Se oggi questa vigna non è ufficialmente un Grand Cru (ma lo è sotto mentite spoglie) lo si deve ad un groviglio di leggende e verità. Da un lato si trova la regola - scritta o meno, non è del tutto chiaro - secondo la quale potevano accedere al rango di Grand Cru solo le vigne adiacenti a Chambertin e Chambertin Clos-de-Bèze, dall'altro si trova il carattere irriverente e reazionario del Conte di Moucheron, che - secondo aneddoti più o meno leggendari - nel 1935 si rifiutò di seguire l'iter necessario per ascrivere la vigna al rango massimo.
Quello che è senz'altro vero è che il Conte riuscì, tuttavia, nell'impresa di riunire sotto la propria egida tutte le parcelle del Clos Saint Jacques, conservandone la proprietà in monopolio dal 1949 al 1955, quando, a causa del suo vizioso stile di vita, fu costretto a mettere all'asta l'intera vigna.
La vigna venne venduta in quattro lotti e ad accaparrarseli furono Armand Rousseau (2.21 ha), Pernot-Fourrier (oggi domaine Fourrier, 0.89 ha), Henri Esmonin (oggi domaine Sylvie Esmonin, 1.6 ha) e Clair-Daü (2 ha). Nel 1985 alcune vicissitudini dinastiche portarono il domaine Clair-Daü a vendere alcune parcelle a Louis Jadot, tra cui quella nel Grand Cru Chapelle-Chambertin e un ettaro nel Clos Saint Jacques. Il restante ettaro rimase al domaine di Geneviéve Bartet, madre di Bruno Clair. Quest'ultimo fu il regisseur del domaine materno dal 1986 al 1998, quando iniziò a commercializzare i vini prodotti con il marchio del proprio domaine.
Da quel momento, e fino a oggi, il Clos Saint Jacques è in mano a cinque diversi domaine, ciascuno dei quali è in possesso di una striscia vitata che dalla sezione apicale (345 m/slm) del climat scende fino al settore basale (290 m/slm).

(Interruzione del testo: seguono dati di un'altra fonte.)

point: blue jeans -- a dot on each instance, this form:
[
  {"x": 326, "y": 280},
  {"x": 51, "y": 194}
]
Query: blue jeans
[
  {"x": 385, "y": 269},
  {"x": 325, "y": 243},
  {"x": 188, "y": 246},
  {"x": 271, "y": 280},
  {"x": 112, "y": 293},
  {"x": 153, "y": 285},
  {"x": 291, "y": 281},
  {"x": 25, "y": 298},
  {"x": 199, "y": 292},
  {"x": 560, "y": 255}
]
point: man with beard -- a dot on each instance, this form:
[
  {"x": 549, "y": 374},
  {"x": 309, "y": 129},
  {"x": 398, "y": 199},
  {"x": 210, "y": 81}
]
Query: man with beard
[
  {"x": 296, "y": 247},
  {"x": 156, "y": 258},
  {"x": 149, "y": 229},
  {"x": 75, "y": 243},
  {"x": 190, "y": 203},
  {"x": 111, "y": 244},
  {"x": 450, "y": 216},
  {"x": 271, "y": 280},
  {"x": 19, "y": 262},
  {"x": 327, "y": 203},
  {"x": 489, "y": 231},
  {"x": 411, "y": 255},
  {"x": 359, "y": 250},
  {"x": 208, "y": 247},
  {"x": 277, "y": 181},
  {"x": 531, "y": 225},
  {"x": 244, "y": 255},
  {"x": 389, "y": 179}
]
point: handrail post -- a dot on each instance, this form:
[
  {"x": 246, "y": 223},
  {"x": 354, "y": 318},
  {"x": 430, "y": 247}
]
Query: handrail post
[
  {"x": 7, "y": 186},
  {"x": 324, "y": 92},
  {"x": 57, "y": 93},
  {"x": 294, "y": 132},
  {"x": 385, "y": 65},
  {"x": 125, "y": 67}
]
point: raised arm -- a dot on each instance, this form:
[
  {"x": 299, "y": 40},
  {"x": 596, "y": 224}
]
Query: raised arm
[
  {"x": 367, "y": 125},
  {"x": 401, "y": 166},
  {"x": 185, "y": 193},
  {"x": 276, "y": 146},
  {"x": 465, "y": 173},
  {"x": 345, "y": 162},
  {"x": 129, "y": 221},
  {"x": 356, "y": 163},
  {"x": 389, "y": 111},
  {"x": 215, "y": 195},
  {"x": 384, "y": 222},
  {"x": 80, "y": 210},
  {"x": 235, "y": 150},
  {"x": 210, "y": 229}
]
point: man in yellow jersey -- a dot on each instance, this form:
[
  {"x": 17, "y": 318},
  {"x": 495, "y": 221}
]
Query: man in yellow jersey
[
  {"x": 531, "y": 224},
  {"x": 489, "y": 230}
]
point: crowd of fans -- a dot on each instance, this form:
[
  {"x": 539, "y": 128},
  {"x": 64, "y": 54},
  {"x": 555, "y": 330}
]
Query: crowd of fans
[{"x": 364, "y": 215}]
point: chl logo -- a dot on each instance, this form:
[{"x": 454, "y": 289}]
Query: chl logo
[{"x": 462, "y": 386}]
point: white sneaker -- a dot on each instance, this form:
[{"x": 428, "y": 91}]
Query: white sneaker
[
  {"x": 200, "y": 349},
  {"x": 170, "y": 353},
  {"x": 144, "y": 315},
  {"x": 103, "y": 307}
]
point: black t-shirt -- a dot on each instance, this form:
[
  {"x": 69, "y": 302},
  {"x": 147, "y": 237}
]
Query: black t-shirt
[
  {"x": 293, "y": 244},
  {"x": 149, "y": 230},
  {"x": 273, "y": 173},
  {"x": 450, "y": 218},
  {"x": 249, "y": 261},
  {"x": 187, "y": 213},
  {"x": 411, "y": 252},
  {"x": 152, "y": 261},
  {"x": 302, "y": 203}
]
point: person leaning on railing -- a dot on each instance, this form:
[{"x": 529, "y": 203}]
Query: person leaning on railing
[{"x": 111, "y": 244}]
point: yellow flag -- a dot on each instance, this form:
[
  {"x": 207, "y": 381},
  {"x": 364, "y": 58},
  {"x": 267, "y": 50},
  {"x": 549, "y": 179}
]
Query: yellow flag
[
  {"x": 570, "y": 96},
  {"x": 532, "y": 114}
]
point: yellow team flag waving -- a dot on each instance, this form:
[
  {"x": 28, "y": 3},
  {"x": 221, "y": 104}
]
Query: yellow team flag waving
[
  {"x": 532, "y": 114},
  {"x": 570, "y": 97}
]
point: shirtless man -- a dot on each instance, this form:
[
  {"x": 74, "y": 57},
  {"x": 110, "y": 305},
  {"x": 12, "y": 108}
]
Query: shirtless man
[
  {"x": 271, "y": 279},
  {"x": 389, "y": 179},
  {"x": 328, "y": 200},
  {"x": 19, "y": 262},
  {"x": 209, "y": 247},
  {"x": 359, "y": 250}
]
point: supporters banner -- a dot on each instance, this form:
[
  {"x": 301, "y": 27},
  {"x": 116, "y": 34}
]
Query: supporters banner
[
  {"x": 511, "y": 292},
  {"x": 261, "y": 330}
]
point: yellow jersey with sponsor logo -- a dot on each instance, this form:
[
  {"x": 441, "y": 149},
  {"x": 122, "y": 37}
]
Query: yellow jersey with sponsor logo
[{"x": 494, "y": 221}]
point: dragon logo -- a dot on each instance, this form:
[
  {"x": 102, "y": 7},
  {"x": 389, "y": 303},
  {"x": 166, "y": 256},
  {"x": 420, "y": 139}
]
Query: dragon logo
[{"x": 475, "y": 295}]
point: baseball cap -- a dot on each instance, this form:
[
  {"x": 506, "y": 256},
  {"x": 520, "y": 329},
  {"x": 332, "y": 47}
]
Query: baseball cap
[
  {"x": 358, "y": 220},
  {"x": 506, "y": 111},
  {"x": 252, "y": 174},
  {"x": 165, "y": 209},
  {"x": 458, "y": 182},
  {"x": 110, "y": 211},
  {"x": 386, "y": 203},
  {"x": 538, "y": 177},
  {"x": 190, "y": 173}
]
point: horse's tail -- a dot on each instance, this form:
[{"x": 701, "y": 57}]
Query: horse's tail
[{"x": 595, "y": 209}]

NOTA BENE: per saperne di più leggi il più esaustivo articolo che sia stato scritto sulla storia del Clos Saint Jacques, a firma di Giancarlo Marino.
Riguardo la mera faccenda enologica, non mi dilungherò sulle noiose - piuttosto che annose - questioni di stile del domaine nei suoi passaggi generazionali. Sono meglio i vini di Armand o quelli Charles? Sono meglio quelli di Charles o quelli Eric? Un "che barba, che noia" di "mondainiana" memoria ci calza a pennello.
Per quanti apprezzino la maggiore esaltazione della materia prima (e un saldo aggiuntivo di rovere nuovo) dei vini di Eric, ci saranno sempre altrettanti nostalgici che prediligeranno i vini appena più lievi di Charles. Quello che è certo è che l'approccio agronomico, con quest'ultima generazione, si è fatto via via più sensibile, fino alla prossimità del biologico (non certificato) e che la voglia di accentuare l'espressività del frutto possa essere anche la naturale trasposizione dei sacrifici che si fanno in vigna attraverso il contenimento delle rese (leggi la preferenza del "cordon de royat" al più produttivo/eterogeneo guyot e l'insistenza sulle vendemmie verdi....quando a farle non è la natura, sigh!).